The 33 vehicles, carrying Dh4.4?million of relief aid, left the United Nation’s Refugee Agency (UNHCR) warehouse in Dubai Humanitarian City on a route that will take them through Saudi Arabia and Jordan, eventually reaching Syria in about 14 days.

“UNHCR is working inside Syria and in neighbouring countries to help people uprooted by the war,” said Amin Awad, regional refugee coordinator.

“This shipment of relief items will ensure thousands of vulnerable Syrian families have the necessary aid they require.”

The lorries are carrying 100,000 blankets, 27,900 kitchen sets and 50,000 jerry cans, as well as other goods.
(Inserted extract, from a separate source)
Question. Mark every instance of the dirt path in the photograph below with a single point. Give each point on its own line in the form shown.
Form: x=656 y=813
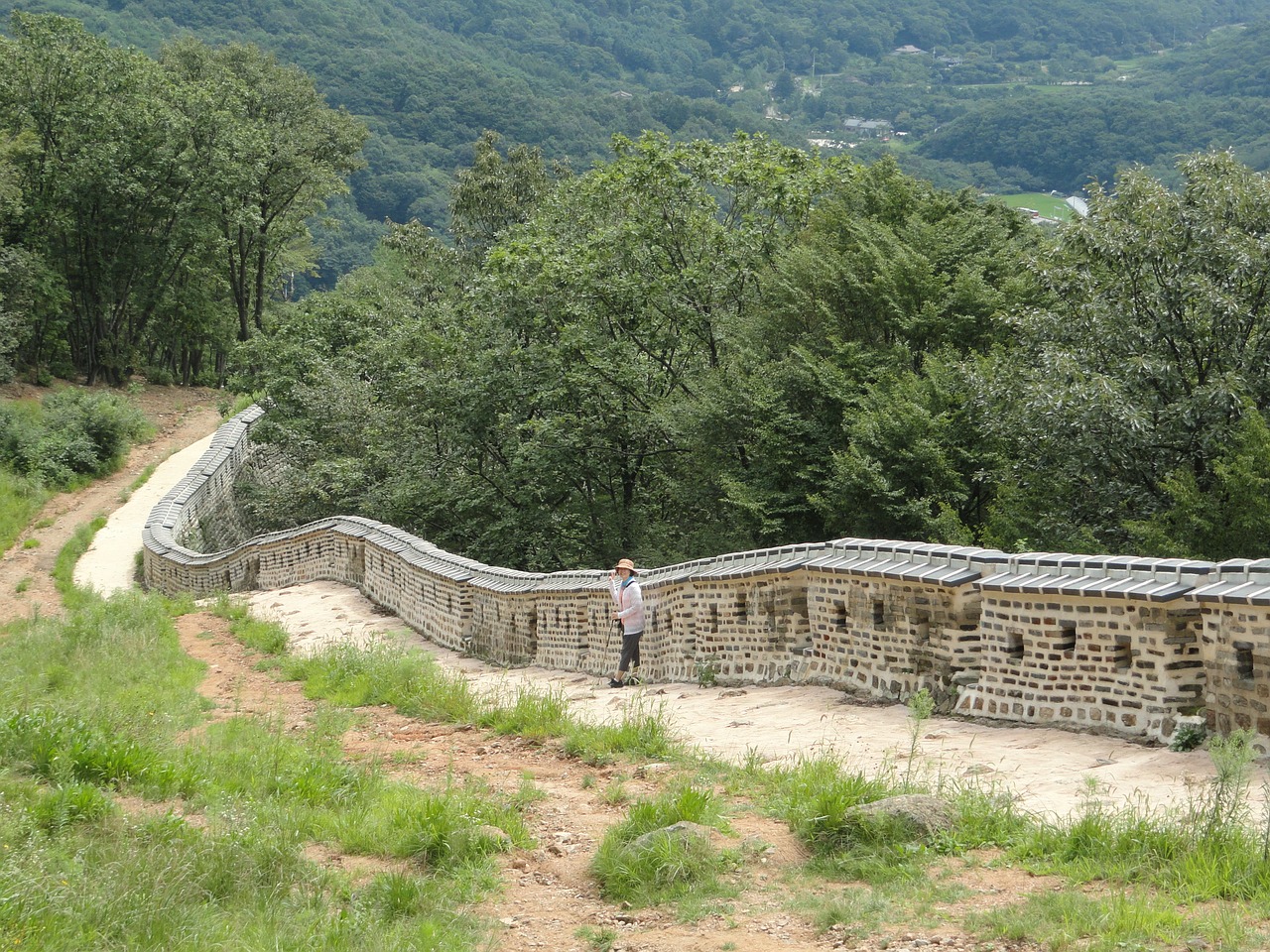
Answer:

“These are what we call core relief items,” said Soliman Daud, senior global supply officer at UNHCR. “Those are to meet the basic needs a person has when he’s uprooted from his home or if he’s trapped inside a conflict.”

There are believed to be 4.25 million displaced people in Syria, and 6.8 million in need of aid.

The donation is not the largest shipment to leave the UAE, but is one of the biggest sent over land, said Mr Daud, who oversees the UNHCR’s warehouses in Dubai.

The cost of transporting and storing the supplies is about Dh440,000. This year, the agency has distributed aid to 1.6 million people in Syria.

To date, more than 3.6 million items have been shipped to the war-torn country by UNHCR.

In the past week, 10 UNHCR lorries distributed aid to 10,000 people in the north-west city of Idlib, an area of continuing tensions.

The Dubai facility is the largest in the region and is able to meet the needs of 390,000 people at any one time.

“We can respond to emergencies within the region in 72 hours by road or by sea,” Mr Daud said. “At the beginning of emergencies we usually respond by air.

“We are in a very strategic location here and Dubai has excellent logistics facilities.”

The UNHCR also offers cash aid to displaced Syrians. The agency has handed out Dh3.34 million, in Syrian pounds, to 33,000 people so far this year.

The agency assesses people based on need, said a UNHCR representative, Tarik Kurdi.

“UNHCR has established vulnerability criteria and carefully screens internally displaced persons to ensure they qualify for the cash aid programme,” he said.

"Many of the displaced persons we are assisting are persons with disabilities or serious medical conditions."